12 produtores parceiros da Cave Winex levam o vinho de autor brasileiro à Naturebas 2026.

Por Cave Winex · 28 de junho de 2026

12 produtores parceiros da Cave Winex levam o vinho de autor brasileiro à Naturebas 2026.

Conheça seis deles.

_Projetos do RS e SC levam para São Paulo diferentes interpretações de terroir, agricultura e identidade regional na maior feira de vinhos naturais da América Latina_

A presença de 12 produtores parceiros da Cave Winex entre os expositores da Naturebas 2026 ajuda a ilustrar um dos movimentos mais interessantes da vitivinicultura brasileira: o crescimento dos projetos autorais de pequena escala. Vindos do Rio Grande do Sul e de Santa Catarina, eles chegam à principal feira de vinhos naturais da América Latina levando diferentes interpretações de terroir, agricultura e identidade regional.

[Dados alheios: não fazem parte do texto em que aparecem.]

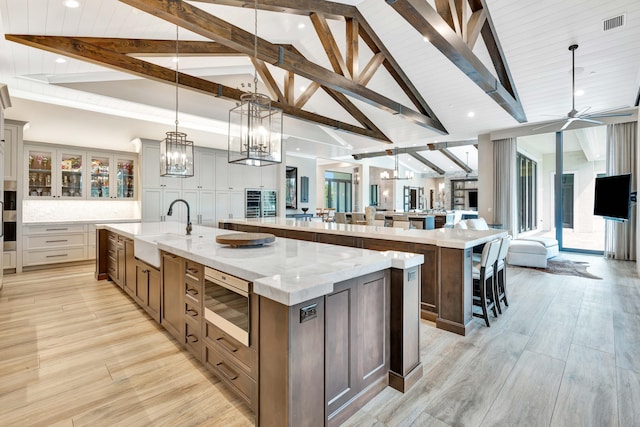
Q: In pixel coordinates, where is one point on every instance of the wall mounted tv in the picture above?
(613, 196)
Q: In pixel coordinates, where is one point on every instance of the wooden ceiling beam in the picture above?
(200, 22)
(81, 50)
(429, 23)
(147, 47)
(427, 163)
(330, 10)
(352, 42)
(393, 68)
(329, 44)
(462, 165)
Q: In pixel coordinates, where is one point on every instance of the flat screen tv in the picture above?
(613, 196)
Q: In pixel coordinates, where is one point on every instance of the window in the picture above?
(527, 203)
(337, 191)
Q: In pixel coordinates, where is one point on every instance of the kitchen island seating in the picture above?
(500, 282)
(483, 290)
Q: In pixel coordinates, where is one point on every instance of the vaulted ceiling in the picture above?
(352, 76)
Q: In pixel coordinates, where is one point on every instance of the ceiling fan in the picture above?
(581, 116)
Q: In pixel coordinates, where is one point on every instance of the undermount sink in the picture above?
(146, 249)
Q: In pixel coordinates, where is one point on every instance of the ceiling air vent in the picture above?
(615, 22)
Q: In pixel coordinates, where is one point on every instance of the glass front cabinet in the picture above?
(67, 173)
(54, 174)
(112, 176)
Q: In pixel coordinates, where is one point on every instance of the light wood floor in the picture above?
(78, 352)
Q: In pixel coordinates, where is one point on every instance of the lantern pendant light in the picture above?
(176, 152)
(255, 127)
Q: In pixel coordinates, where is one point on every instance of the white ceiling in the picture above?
(79, 103)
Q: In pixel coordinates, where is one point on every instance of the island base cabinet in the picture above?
(172, 298)
(331, 359)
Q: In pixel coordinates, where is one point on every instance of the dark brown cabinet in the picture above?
(147, 289)
(172, 297)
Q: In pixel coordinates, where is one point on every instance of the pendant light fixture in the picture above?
(255, 127)
(396, 173)
(176, 153)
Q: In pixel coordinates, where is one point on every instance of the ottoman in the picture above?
(527, 253)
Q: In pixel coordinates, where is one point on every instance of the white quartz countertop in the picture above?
(287, 271)
(444, 237)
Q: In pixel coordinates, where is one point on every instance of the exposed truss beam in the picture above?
(427, 163)
(82, 50)
(295, 7)
(200, 22)
(429, 23)
(143, 47)
(462, 165)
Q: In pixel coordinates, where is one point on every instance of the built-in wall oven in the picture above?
(227, 304)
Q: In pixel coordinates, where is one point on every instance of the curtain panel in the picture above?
(505, 185)
(620, 237)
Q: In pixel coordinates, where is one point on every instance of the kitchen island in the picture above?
(446, 279)
(304, 332)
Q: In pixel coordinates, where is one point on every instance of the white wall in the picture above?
(306, 167)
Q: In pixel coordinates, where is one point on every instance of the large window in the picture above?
(527, 177)
(337, 191)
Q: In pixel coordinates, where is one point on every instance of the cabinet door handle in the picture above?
(227, 345)
(226, 371)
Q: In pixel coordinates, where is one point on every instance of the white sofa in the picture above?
(532, 251)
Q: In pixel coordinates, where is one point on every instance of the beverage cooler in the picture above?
(260, 203)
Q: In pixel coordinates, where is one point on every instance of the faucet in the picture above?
(189, 228)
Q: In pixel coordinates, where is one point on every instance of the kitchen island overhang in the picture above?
(361, 289)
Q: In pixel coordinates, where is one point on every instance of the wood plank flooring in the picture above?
(78, 352)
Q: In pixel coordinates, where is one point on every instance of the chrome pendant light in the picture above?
(176, 152)
(255, 127)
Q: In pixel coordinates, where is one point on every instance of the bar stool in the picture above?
(483, 271)
(500, 271)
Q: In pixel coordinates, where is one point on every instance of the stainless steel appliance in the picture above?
(260, 203)
(227, 304)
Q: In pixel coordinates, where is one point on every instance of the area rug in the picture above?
(568, 268)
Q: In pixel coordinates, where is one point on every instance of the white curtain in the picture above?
(620, 237)
(505, 185)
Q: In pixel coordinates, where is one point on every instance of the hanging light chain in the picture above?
(177, 62)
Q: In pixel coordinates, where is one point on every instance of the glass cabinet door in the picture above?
(125, 179)
(41, 180)
(71, 184)
(100, 177)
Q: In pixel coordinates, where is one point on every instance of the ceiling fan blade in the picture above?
(583, 119)
(547, 125)
(567, 124)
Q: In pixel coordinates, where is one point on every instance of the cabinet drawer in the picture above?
(241, 355)
(54, 241)
(54, 229)
(192, 339)
(228, 372)
(194, 272)
(52, 256)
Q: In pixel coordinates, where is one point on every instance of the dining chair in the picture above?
(483, 281)
(500, 282)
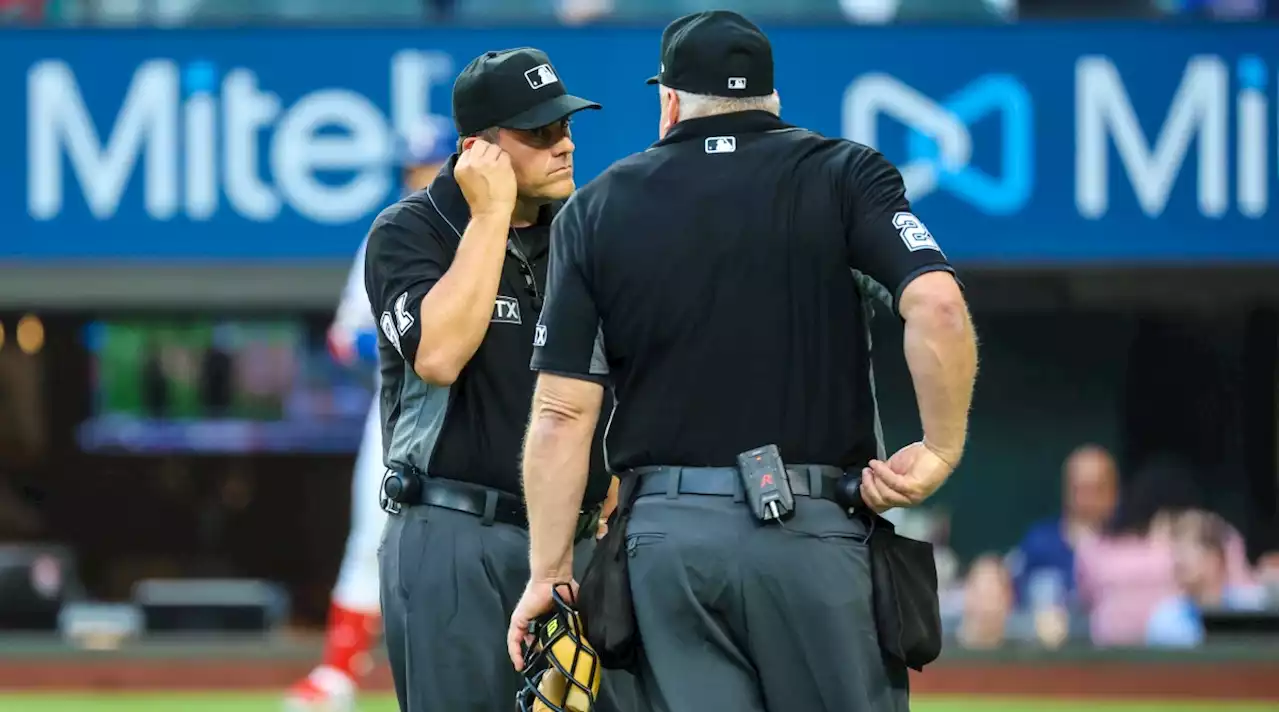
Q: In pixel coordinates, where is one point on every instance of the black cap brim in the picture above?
(548, 113)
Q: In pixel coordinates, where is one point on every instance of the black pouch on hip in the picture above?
(766, 484)
(604, 593)
(905, 596)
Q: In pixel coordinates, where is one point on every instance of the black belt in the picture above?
(489, 505)
(821, 482)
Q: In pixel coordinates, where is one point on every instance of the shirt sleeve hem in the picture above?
(602, 379)
(918, 272)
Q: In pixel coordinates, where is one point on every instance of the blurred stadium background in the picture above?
(183, 185)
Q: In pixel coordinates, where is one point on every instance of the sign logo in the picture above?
(540, 76)
(940, 145)
(1200, 110)
(506, 310)
(202, 141)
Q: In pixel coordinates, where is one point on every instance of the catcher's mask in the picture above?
(562, 672)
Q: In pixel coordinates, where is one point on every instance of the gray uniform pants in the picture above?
(755, 617)
(448, 588)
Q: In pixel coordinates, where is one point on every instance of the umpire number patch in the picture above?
(913, 232)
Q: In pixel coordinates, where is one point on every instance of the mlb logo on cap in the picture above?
(540, 76)
(721, 145)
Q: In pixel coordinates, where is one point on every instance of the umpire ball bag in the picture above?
(905, 596)
(604, 592)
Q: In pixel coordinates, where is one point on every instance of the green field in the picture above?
(211, 702)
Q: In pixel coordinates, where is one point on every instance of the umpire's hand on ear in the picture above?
(487, 179)
(909, 478)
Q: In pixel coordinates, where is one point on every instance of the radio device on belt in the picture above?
(764, 480)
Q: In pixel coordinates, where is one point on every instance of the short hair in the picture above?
(696, 105)
(489, 135)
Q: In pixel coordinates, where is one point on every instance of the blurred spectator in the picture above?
(1047, 552)
(986, 617)
(1201, 571)
(1123, 575)
(988, 597)
(1269, 575)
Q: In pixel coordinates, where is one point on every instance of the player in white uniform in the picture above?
(355, 623)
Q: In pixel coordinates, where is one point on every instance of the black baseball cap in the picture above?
(511, 89)
(716, 53)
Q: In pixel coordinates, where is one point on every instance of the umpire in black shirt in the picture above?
(456, 277)
(718, 282)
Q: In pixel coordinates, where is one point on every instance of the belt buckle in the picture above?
(588, 523)
(385, 502)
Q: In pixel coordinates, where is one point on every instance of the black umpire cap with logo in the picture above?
(511, 89)
(716, 53)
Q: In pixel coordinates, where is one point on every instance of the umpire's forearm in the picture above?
(942, 355)
(557, 457)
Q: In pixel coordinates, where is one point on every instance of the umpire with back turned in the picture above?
(456, 277)
(720, 274)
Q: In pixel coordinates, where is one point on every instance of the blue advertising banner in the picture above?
(1020, 145)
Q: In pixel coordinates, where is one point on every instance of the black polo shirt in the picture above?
(472, 429)
(708, 279)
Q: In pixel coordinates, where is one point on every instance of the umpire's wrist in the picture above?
(950, 456)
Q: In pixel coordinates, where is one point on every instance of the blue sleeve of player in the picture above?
(366, 346)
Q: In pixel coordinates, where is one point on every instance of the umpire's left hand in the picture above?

Juntos, esses produtores representam diferentes gerações da viticultura independente do Sul do país. Alguns carregam décadas de história familiar. Outros nasceram recentemente, impulsionados por uma nova geração de vinhateiros que enxerga no vinho uma forma de expressão cultural tão importante quanto a gastronomia, a agricultura e a preservação do território.

Apesar das trajetórias distintas, todos compartilham um mesmo princípio: fazer do vinho uma expressão de autoria, território e identidade.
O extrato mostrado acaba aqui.